“Where are we going?” I asked Matthew again, and again he said, “You’ll see,” as the bus seesawed down the busy street, pitching me back and forth on that hard plastic seat, stopping every block or so to let more and more people on, until the bus nearly burst with folks.
I did what I usually did when I was scared. I thought of Momma, with her long black hair and her blue eyes. I thought back to Ogallala. Just whatever random memories I could bring to mind. They were few and far between these days: stuff like riding on the back of the shopping cart at Safeway, staring at an abandoned grocery list the last shopper left behind in the basket of the cart, the blue ink smeared across the page in a billowing cursive I couldn’t read—with Lily tucked in the seat. I thought about biting into a ripe ol’ peach and laughing with Momma as the juice dripped from my chin, and sitting under that huge oak tree that nearly consumed the backyard of our prefab home, reading to Momma from books that were meant for adults only to read.

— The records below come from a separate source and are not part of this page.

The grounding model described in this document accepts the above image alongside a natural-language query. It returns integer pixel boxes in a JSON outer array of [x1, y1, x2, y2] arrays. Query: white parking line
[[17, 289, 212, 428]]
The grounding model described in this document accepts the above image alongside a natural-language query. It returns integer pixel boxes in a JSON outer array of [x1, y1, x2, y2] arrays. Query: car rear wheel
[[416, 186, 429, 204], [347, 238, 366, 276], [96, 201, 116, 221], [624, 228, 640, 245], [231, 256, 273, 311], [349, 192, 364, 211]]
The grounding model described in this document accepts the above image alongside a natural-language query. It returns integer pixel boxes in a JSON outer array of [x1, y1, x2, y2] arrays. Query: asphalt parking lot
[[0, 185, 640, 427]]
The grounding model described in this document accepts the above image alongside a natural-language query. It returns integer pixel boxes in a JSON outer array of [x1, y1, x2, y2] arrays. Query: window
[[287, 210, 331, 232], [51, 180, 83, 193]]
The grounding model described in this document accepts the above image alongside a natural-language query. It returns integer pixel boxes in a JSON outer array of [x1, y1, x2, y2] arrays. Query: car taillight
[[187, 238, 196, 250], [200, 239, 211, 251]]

“If you were so scared, why didn’t you tell Matthew you didn’t want to go?”
I thought about that for a minute or two. I watched Louise Flores nibble a prepackaged shortbread cookie and I thought about her question. I was scared for a whole bunch of reasons. I was scared about the people outside the home, but even more than that, I was scared about Joseph finding out we’d been gone. I knew in my mind that Joseph was at work, and that Isaac would be at school first, followed up by an after school job as was usually the case, but still, I wasn’t so sure. And Miriam? Well, Miriam hardly knew when I was there so she’d hardly know when I wasn’t. But still, I was scared.

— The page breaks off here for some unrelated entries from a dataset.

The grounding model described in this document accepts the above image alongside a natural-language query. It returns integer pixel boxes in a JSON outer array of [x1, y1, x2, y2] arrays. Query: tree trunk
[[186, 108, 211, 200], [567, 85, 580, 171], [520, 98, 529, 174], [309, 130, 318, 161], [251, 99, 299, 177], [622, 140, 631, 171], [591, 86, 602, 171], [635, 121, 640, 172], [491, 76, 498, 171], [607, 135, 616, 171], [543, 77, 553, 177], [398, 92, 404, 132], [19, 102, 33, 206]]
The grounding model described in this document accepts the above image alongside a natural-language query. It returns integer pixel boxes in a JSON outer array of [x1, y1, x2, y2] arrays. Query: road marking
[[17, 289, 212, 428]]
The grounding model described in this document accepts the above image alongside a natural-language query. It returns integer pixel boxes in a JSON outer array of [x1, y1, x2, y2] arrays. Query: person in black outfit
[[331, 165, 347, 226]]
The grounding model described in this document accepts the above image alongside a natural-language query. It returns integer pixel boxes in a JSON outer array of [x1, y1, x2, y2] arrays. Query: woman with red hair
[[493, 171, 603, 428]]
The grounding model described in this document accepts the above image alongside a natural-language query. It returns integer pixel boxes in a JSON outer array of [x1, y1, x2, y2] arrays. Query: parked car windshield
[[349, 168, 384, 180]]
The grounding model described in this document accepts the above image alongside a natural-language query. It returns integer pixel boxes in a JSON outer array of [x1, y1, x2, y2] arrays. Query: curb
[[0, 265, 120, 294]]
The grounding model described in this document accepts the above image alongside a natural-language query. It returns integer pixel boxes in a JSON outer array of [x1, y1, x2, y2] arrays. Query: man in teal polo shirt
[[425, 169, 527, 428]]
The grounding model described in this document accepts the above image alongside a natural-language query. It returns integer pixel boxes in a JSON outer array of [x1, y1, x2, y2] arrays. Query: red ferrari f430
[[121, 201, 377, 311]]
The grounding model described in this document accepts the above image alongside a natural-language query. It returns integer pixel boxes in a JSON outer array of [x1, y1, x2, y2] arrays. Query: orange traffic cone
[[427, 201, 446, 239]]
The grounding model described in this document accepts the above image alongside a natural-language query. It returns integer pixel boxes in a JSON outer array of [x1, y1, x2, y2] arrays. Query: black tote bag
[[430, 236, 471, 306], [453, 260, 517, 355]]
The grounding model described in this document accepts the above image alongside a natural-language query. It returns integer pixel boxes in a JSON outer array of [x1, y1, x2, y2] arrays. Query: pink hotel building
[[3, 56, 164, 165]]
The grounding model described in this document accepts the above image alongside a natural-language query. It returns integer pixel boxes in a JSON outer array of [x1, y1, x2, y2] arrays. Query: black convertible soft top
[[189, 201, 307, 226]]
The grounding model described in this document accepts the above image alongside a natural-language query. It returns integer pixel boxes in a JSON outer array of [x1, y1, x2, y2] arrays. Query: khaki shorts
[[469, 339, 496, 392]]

So why didn’t I tell Matthew I didn’t want to go then? It was simple really. I did want to go. I was terrified, but I was excited, too. I hadn’t been out of that house for a long time. I was fourteen or fifteen by then. Getting out of that home was the third biggest wish I’d had for six long years, the first being that Momma and Daddy come back to life, and the second being to get Lily back. My Lily. I trusted Matthew like I hadn’t trusted anyone in the past six years, even more than Ms. Amber Adler who’d come to the home in Ogallala with the police officer to tell Lily and me that our folks were dead, as she kneeled down before me on the laminate flooring and with the kindest smile on her simple face, promised to take care of Lily and me and find us a good home.
I never thought for once that she was lying. In her mind she did just exactly what she said.

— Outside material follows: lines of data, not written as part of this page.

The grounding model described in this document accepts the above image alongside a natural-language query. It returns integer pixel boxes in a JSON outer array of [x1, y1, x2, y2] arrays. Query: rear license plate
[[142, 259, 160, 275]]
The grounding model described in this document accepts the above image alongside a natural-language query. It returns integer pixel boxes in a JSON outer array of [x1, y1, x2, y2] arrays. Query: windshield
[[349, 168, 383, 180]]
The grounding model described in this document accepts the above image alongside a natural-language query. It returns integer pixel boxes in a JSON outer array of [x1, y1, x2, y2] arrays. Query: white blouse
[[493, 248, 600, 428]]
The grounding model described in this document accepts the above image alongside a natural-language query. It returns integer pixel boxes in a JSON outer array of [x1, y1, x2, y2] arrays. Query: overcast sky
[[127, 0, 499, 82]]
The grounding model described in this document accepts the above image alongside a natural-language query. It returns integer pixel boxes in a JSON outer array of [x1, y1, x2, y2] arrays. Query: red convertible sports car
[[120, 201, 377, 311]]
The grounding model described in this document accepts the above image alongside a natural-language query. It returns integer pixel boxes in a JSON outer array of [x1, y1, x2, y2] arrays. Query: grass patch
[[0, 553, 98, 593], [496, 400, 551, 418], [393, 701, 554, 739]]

But Matthew was different. If Matthew said everything was okay, then everything was okay. If he said no one would hurt me, then no one would hurt me. It didn’t mean I wasn’t terrified as we hopped off one blue-and-white bus and onto another—and then yet another—thinking of as many memories of Momma as I could possibly dredge up (Mrs. Dahl and her cattle, Momma’s taste for banana and mayonnaise sandwiches or the way she would eat all the way around the crust first, saving the insides—the guts she called them—for last) because thinking of Momma helped quash that notion of being scared half to death.
I love you like bananas love mayonnaise, she’d say, and I’d just shake my head and laugh, watching her prance around our home in her black shift dresses and beehive hairdos.
That bus took us past buildings that looked like the apartment buildings I remembered from Ogallala, short buildings splayed over the tawny lawn, made of pressed clay bricks, brick red. There were parking lots as wide as the buildings themselves. Electrical wires running alongside the street, making the air through the open bus window buzz. We drove through slummy neighborhoods, past run-down, boarded-up houses, past ratty cars and rough-looking people who loitered along the cracked sidewalks. Just loitered. We passed American flags, flying in the stubborn wind, patches of dirt showing through the deadening grass on the side of the street, past bushes with puny leaves, brown and tumbling to the ground, and trees, naked trees, hundreds of thousands of them.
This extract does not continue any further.